Monday, May 07, 2007

Goodbye Mr. Bat.


Whenever I hear a radio station play an extended block of a jazz musician's music it always scares the hell out of me. I just assume the guy died. This happened to me up in Canada a few years ago when CBC radio did a P.J. Perry retrospective. I drove around listening to the car radio in a dead funk for half an hour until the announcer came on and started rattling off a few of P.J.'s upcoming gigs.


So, this last Sunday when I went across the street to visit with my neighbor Miss Vera (out selling jazzfest parking in her driveway for $20 a pop, as many do in this neighborhood at jazzfest time) I was caught totally offguard by the sound of Mr. Bat playing on her boom box.


"Say, that's Alvin Batiste," I said.


"Yes, he died last night. The lady down the street told me."


Wow.


I just spoke to Alvin two weeks ago. We were going to try to get together for lunch.

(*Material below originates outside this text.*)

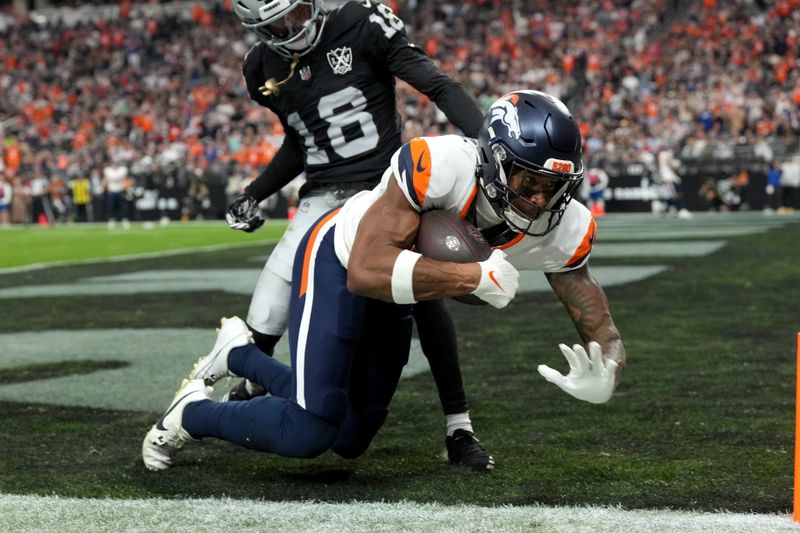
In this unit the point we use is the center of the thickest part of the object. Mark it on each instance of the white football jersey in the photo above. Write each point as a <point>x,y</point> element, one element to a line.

Here's his obit in the Times-Picayune.




I first hooked up with Alvin back in 1999. My friend Alan Matheson had given me his number. I was in New Orleans to do an article on jazzfest for Planet Jazz magazine, and Alvin was one of a number of people I spoke to. Just interviewing him was an educational experience in itself (it mainly taught me that doing a good interview is not nearly as easy as it looks) and knowing him has been a life changing experience for many, many people. I've watched him get incredibly complex, nuanced performances out of concert bands staffed with hardscrabble, inner-city kids. I've seen him do things on the clarinet that I didn't think were possible. And in conversation, he's taken huge, longstanding systemic issues in my life and music and broken them down into just a few sentences, tight and clear as a diamond.
He never stopped learning, and he never stopped teaching.
When people like Alvin pass, it leaves a very big hole.